Minister in combative mood
John Swinney's demeanour is customarily modest and restrained. Mostly, he presented his spending plans for 2013/14 in that fashion - reflecting, no doubt, the wider, grim economic environment.
But there is fire there too, real fire. And it flashed into flame when he turned upon Labour's Ken Macintosh who had accused the Finance Secretary of a "pass the buck" budget.
He treated the comment with withering contempt and derision, arguing that the roots of the current economic crisis lay during Labour's period in office and that they were allied with the Tories in seeking to hold Scotland back (from the objective of independence).
In sum, Labour accused Mr Swinney of slashing jobs. The Minister asked, in effect: "Just what would you do?"
Although he phrased it a little more elegantly - and stressed such factors as the living wage for government employees and the promise of no compulsory redundancies in the public sector.
That exchange told a story about the tension of office, the economic climate - and the underlying competing narrative of these times.
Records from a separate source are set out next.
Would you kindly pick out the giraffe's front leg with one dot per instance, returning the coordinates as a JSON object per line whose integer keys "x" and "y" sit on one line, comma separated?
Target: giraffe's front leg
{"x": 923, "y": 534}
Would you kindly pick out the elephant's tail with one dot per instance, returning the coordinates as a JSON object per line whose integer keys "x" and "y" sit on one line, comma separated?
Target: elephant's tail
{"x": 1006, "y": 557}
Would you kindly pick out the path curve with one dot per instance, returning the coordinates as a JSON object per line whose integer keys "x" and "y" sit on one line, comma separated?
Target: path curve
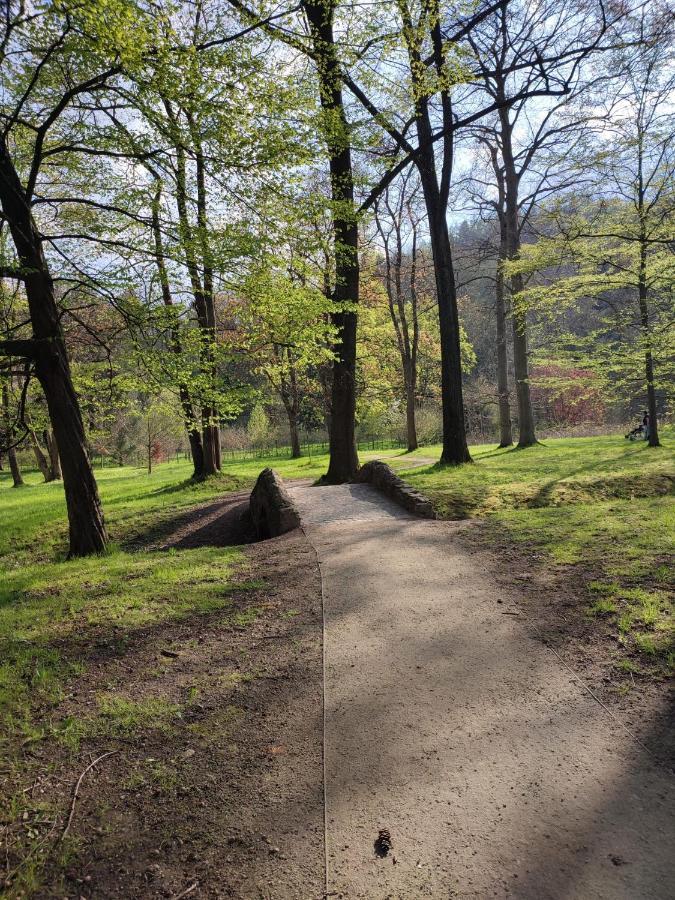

Which is - just who is to be held responsible for gloom and cuts?
For cuts there were, in real terms overall and in cash terms for some individual budget lines.
Mr Swinney appeared sensitive too, entirely understandably, to the criticisms which have come his way since last year when he announced his over-arching spending plans for the period up to 2015.
And so he went out of his way to praise the economic and social contributions of the colleges - after complaints about cuts and a well-run counter campaign. And he stressed new capital investment in the housing sector - after a comparable previous row.
In essence, there was a threefold narrative from Mr Swinney. He argued that, within limits.....
- he was attempting to drive growth
- that his stewardship of devolved economic powers was better than the Chancellor's control of the broader financial levers
- and that, consequently, independence would strengthen Scotland's prospects.
Local authorities have negotiated a budget settlement which protects their funds in cash terms (once the money transferred to the new central police and fire authorities is accounted for.)
But challenges lie ahead. Employers complain that the council money is only sustained by an increase in business rates - scarcely, they argue, conducive to growing the economy.
And then there's public sector pay. After a two year freeze for all but the lowest paid, it is to rise by one per cent next year for those 28,000 employees directly under Mr Swinney's sway - most civil servants, NHS managers and quango staff - except those earning more than £80k.
But it seems certain that local authority staff - far more numerous - will seek at the very least to emulate that rise. Unions say one per cent is miserly - but also question whether there is money available in the budget to fund even that, without cutting services.
Mr Swinney did not attempt to disguise that this was anything other than a tight budget.
It will undoubtedly prompt umpteen detailed questions as the various lines of spending are scrutinised.
But, right now, three fundamental questions. Will the capital investment help to generate growth - or are the global conditions simply too negative?
With a thaw in the pay freeze, will restraint vanish altogether - and what might that mean for the budget settlement?
And, politically, who will take the hit if the economy continues to suffer?